Readers will have noted from the Channel 7 interview that even before Mr. Lindo has been able to complete a Band-Aid contract on a decaying bridge, he has proclaimed that the cost of a new bridge over the Haulover Creek is about $12 million (which represents a discount of almost $35 million below the lowest tender). He made this proclamation without even having reviewed the bridge’s specifications or its environment. “Head” is curious to know how Lindo would arrange his spreadsheet to the CDB; would there be separate projected expenditures entered for each individual trial and error during construction? The political question is: was Mayor Wagner being dishonest with constituents when he told viewers that Mr. Lindo was a certified engineer? Hope not, maybe just ignorant. Anyway, if my intuition prevails, let us not lose any sleep over our safety on that bridge, since I think that the odds of Mr. Lindo getting that contract is projected at being between zero and nil. Not that I have any say in the matter, mind you, since, like Big Lindo, I am just guessing here, people.

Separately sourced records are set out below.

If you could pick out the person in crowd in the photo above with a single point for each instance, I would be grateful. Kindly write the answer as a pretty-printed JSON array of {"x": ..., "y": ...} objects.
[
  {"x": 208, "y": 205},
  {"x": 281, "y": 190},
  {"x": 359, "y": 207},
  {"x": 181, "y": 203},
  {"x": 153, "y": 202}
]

Because I am scribing this opinion on a Sunday as against my regular last minute Wednesday evening rush, I find myself needing to fill space, so, with your permission, I want to take a radical shift from politics and precarious bridges to theology, if you don’t mind. A former primary school principal here in OWT forwarded me a sermon from an evangelical pastor, a Mr. Jesse Duplantis, out of New Orleans, Louisiana. A synopsis of the sermon is that the black race is the only lineage of people who, even after enduring the chronicles of slavery, burnings, lynching, dragging, summary executions, and all forms of prejudices, have never blamed God for their tribulations. In fact, says Duplantis, blacks have faced these cruelties while singing “Amazing Grace” and “How Great Thou Art”. The pastor claims that after Satan saw that white on black violence did not sway the black people’s faith in the Lord, he is now coordinating and escalating black on black violence. I do not know if this is a solid theological thesis, or an attempt at white contrition.
Theological discussions usually trigger emotive reactions so I had better stay safe and stick to politics. Hence, my final thought for this column; I understand that massive crowds greeted Hon. Vega last week in San Luis, Douglas and San Jose. The Reds are coming back in droves to their former tent, shouting, “Gapi di come, Monchies!”